Russia's Peptide-Based COVID-19 Vaccine Showed 82.5% Efficacy in a Phase III Trial
The EpiVacCorona peptide vaccine — the first synthetic peptide antiviral vaccine designed for mass use — demonstrated 82.5% efficacy against COVID-19 with mostly mild side effects in 3,000 volunteers.
Quick Facts
What This Study Found
In a double-blind, placebo-controlled Phase III trial of 3,000 volunteers aged 18 and older, the two-dose EpiVacCorona vaccine administered intramuscularly demonstrated a prophylactic efficacy of 82.5% (95% CI: 75.3–87.6%) against COVID-19.

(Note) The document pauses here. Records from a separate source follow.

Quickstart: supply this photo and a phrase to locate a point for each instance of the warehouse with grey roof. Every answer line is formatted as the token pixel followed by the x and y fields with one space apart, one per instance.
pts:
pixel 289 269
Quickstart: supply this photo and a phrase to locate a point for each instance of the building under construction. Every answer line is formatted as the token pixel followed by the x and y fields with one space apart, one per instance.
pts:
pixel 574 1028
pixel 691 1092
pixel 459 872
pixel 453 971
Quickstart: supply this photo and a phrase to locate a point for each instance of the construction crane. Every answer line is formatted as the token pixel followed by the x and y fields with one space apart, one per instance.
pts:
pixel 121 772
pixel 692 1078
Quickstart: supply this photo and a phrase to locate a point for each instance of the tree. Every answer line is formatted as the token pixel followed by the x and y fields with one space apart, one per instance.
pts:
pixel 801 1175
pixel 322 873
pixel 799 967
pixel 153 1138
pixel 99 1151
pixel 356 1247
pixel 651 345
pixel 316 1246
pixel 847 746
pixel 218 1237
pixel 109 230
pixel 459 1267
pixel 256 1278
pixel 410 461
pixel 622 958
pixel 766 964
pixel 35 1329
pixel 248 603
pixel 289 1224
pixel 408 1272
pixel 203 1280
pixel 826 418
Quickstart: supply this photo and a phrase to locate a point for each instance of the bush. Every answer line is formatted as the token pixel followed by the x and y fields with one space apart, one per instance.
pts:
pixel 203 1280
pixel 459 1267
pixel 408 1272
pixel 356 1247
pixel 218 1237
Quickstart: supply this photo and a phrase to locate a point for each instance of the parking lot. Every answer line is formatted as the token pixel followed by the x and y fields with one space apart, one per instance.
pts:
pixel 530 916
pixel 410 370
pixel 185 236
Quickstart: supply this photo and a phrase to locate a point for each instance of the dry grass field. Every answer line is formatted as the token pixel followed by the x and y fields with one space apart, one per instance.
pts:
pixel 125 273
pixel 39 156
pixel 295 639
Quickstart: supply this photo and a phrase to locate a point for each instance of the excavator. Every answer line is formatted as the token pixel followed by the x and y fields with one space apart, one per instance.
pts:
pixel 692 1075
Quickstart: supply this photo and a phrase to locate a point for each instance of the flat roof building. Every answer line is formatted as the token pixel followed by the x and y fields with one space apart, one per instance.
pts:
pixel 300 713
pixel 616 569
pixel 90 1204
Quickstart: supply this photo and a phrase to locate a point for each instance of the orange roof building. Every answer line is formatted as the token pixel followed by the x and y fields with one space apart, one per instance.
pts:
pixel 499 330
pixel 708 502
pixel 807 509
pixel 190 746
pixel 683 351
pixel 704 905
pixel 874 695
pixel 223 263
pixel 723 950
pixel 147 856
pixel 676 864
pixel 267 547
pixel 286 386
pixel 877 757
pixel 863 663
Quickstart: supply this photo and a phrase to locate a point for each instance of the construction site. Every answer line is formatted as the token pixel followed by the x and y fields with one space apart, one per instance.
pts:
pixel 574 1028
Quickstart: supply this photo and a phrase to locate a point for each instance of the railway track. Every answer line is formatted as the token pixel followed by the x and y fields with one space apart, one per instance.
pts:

The safety profile was favorable: mild local reactions occurred in no more than 27% of vaccinated individuals, and mild systemic reactions in no more than 14%. The researchers concluded the vaccine was safe enough and effective enough for regular seasonal COVID-19 prevention.
Key Numbers
n=3000; 82.5% efficacy (95% CI 75.3-87.6%); local reactions ≤27%; systemic reactions ≤14%; two-dose intramuscular series
How They Did This
This was a multicenter, double-blind, placebo-controlled, randomized Phase III clinical trial. Three thousand volunteers aged 18 and older were randomized to receive either two doses of the EpiVacCorona peptide vaccine or placebo, administered intramuscularly. The study evaluated both safety (adverse reactions) and prophylactic efficacy (prevention of COVID-19 infection).
Why This Research Matters
Most COVID-19 vaccines use mRNA, viral vectors, or inactivated virus technology. EpiVacCorona represents a fundamentally different approach — using chemically synthesized peptide fragments of the virus. If peptide vaccines can truly achieve high efficacy, they offer potential advantages: simpler manufacturing, easier storage, and a more targeted immune response with fewer off-target effects. This trial is significant as proof-of-concept for the peptide vaccine platform in a real pandemic setting.
The Bigger Picture
Peptide-based vaccines have long been studied for cancer and chronic infections, but have rarely been deployed at scale for acute viral threats. EpiVacCorona was a real-world test of whether synthetic peptide antigens can generate protective immunity against a pandemic virus. While the reported efficacy numbers were controversial and debated by the international scientific community, the trial represents an important data point for the broader peptide vaccine field — showing both the promise and the challenges of this approach.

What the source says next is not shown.